LAMPU SOROT
- June 10, 2015
- by Nur Imroatun Sholihat
Kau membawakan untukku sekeranjang
harapan. Tanpa sempat berpikir, aku menjinjingnya kapan pun aku melangkah. Tentu saja aku tak
mengerti apa yang tengah terjadi denganku. Aku
terlalu bahagia untuk menganalisis perasaanku sendiri. Sebenarnya ada rasa khawatir aku
akan menjelma pungguk merindukan bulan jika tak tepat menangkap maksudmu.
Kau menyatukanku dengan perasaan yang terlampau hebat untuk ditanggung oleh
batin. Seperti yang Milan Kundera tuliskan, aku tak tahu apakah ini histeria
atau cinta. Kau yang seterang bulan tiba-tiba memberikan sinarmu hanya untuk
menjadi lampu sorot ke mana pun aku bergerak.

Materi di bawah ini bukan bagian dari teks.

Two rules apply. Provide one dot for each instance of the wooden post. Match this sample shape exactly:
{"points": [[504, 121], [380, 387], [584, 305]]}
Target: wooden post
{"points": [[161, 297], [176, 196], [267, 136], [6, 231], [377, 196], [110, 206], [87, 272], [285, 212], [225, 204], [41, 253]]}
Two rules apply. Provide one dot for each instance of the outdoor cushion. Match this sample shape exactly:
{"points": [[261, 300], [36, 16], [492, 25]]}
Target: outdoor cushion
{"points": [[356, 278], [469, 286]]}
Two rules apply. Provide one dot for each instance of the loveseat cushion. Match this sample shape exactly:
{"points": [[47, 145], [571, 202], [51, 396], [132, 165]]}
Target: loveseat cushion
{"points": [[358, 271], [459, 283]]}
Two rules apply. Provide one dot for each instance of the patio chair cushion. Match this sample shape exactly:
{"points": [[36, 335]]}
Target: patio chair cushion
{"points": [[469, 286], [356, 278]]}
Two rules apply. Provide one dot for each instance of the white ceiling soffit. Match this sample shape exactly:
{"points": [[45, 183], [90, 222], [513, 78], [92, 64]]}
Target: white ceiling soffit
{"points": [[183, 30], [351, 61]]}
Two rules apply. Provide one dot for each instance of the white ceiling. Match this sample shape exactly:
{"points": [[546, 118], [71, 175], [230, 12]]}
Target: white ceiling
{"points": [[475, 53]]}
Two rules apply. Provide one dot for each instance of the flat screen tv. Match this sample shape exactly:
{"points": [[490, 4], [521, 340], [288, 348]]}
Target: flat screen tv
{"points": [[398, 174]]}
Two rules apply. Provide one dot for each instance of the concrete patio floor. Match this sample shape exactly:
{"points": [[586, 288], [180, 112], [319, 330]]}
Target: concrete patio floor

Aku pun terus bergandengan dengan
kegembiraan yang berlebih. Namun, tak membutuhkan waktu lama untuk terbangun
dari histeria. Bahkan sebelum sempat memastikan hatiku untukmu, dari
kejauhan kau melempar batu ke kepalaku. Dalam langkah ringanku, aku bertemu seseorang dengan lampu sorot yang sama. Dia memeluk sinarmu erat. Aku kemudian membuntutinya guna
memastikan sinar itu serupa dengan sinar yang berpendar di sekelilingku. Bukankah
kau pernah berujar bahwa pancaranmu hanya untukku? Mungkin kau hanya bercanda
dan membagi sinarmu sembari bercanda kembali. Sinarmu yang dulu meringankan,
kini terasa begitu berat.
Aku memadamkan lampu sorotmu ke
arahku.
Aku melanjutkan perjalanan dengan
perasaan yang tidak ku kenali sebelumnya. Sebelum binarmu datang, aku tak mengenal kesepian. Aku menyeret trauma kepada sinar apapun karena kau. Jika
kau tidak pernah memberi sinar kepadaku, saat ini aku tak akan berjalan
begitu berhati-hati. Jalanan terasa demikian gelap. Aku refleks berjalan mundur
dan berlari kencang menjauh jika bersua dengan cahaya. Aku berjalan meraba-raba
kerikil yang berserakan was-was mereka hendak menusuk kakiku. Aku terlampau
berhati-hati hingga aku tak kunjung sampai pada tujuanku. Aku seharusnya tak
perlu berjalan terlampau berhati-hati jika aku tak takut terlukai, bukan?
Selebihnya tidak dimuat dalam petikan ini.